Fóshuō Xiàngtóu jīngshè jīng 佛說象頭精舍經

Sūtra Spoken by the Buddha at the Elephant-Head Monastery translated by 毘尼多流支 Pínímíduōliúzhī (Vinītaruci, 譯)

About the work

The Fóshuō Xiàngtóu jīngshè jīng (T466) is a one-fascicle Sui-era alternate translation of the Gayāśīrṣa-sūtra (cf. KR6i0065, KR6i0066, KR6i0068). It was translated by the Indian monk Vinītaruci 毘尼多流支 (毘尼多流支) at Cháng’ān in the Sui. The title rephrases Gayāśīrṣa (lit. “Elephant-Head Mountain”) as Xiàngtóu jīngshè (“Elephant-Head Monastery”) — the canonical site near Bodhgayā where the Buddha was first asked to teach.

Prefaces

The text opens with rúshì wǒwén and the canonical setting “婆伽婆住伽耶城象頭精舍” (“the Bhagavān dwelt at the Elephant-Head Monastery in the city of Gayā”). The colophon names the translator “隋天竺三藏毘尼多流支” with manuscript variants on the title (沙門 in some witnesses).

Abstract

Vinītaruci is the same Indian monk who later traveled to Vietnam in 580 CE and founded the first Vietnamese Buddhist Chan lineage; he is venerated in Vietnam as the patriarch of the Tì-ni-đa-lưu-chi school. Before his journey to Vietnam, he was active as a translator at Cháng’ān during the early Sui. His Chinese translation activity is dated to the Kāihuáng 開皇 era (581–600). The Lìdài sānbǎo jì records this translation specifically. The Sui state-sponsored translation activity in Cháng’ān provided the institutional context.

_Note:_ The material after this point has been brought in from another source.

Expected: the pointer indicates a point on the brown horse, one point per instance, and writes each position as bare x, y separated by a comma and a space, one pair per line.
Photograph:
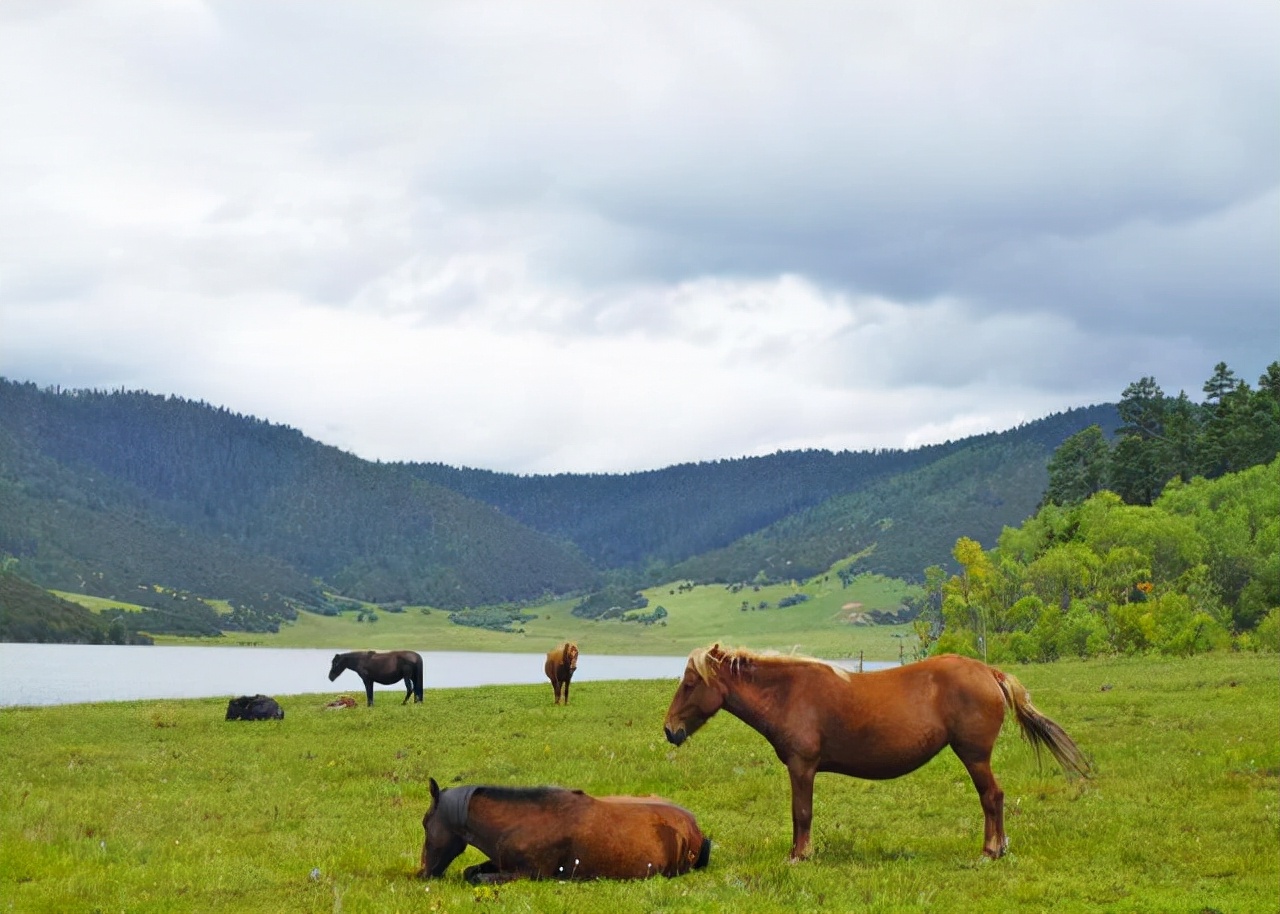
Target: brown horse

This translation is the third in the sequence of Gayāśīrṣa renderings. It is the most literal of the four extant Chinese translations and preserves Sanskrit terminology more faithfully than Kumārajīva’s. The variant title, anchoring the text in the jīngshè (monastery) rather than the shāndǐng (mountain summit), reflects an alternate Indic recension or a copy-error in the Vorlage.

Translations and research

  • Nguyễn Tài Thư, ed. History of Buddhism in Vietnam. Washington, D.C.: Council for Research in Values and Philosophy, 2008 — Vinītaruci’s Vietnamese career.
  • Lamotte, Étienne. Mañjuśrī. Bruxelles, 1960.

Other points of interest

Vinītaruci is one of the very few Indian Buddhist masters whose Chinese translation career and South-East Asian missionary career are both documented. His later founding of the Tì-ni-đa-lưu-chi school in Vietnam (after 580 CE) makes him a key figure in the southern transmission of Buddhism.